Well I just had a 45 minute conversation with a lady who was drunk off her ass complaining about how her 3 sons won't talk to her anymore. No more dive bars.
I woke up to find a bottle of Bacardi in my shower rack. How was your night?
One of my life goals was never to see an uncircumcised dick. I guess that's out the window now.
I haven't heard from him yet. He's either still asleep (which is entirely plausible..... There wasn't much sleeping happening last night) or he's robbing me blind. But I have renters insurance, so either way, I'm ok with it.

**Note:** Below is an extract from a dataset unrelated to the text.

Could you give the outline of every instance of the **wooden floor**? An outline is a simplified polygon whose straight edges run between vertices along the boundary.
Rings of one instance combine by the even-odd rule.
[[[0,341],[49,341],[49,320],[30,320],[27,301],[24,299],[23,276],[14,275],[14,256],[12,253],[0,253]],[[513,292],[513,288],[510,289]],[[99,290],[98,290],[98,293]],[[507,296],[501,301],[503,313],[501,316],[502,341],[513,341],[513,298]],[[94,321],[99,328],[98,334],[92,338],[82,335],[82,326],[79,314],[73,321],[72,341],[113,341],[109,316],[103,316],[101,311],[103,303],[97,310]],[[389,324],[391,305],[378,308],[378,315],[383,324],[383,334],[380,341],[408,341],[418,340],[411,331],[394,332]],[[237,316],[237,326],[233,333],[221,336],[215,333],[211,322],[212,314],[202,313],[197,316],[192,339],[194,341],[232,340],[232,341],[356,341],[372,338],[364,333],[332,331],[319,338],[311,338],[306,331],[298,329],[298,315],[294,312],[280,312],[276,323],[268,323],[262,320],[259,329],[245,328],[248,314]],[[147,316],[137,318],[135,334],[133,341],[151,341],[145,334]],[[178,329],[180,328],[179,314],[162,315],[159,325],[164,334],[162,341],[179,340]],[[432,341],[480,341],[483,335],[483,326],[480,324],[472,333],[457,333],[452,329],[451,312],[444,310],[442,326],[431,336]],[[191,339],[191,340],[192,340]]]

Thanks to you I just drunkenly spot washed a Star Wars hoodie, at midnight on a Friday. If there is a greater level of nerdiness I do not know of its existence
Im getting out of handcuffs then i'll give you a call
These freshmen are fun! The redhead wants to practice her blowjob skills with me and let me rate different moves!
"They won't do it. I'm in the middle of darkness. " and "Probably going to die. I've been walking for 50 minutes in one direction" are the last texts I got from Steve
no no no no you can't just say your dirtiest secret is "i sat on goldfish by accident once" and just leave i have QUESTIONS
AT LEAST TELL ME IF THE GOLDFISH WAS STILL IN A BOWL??????????????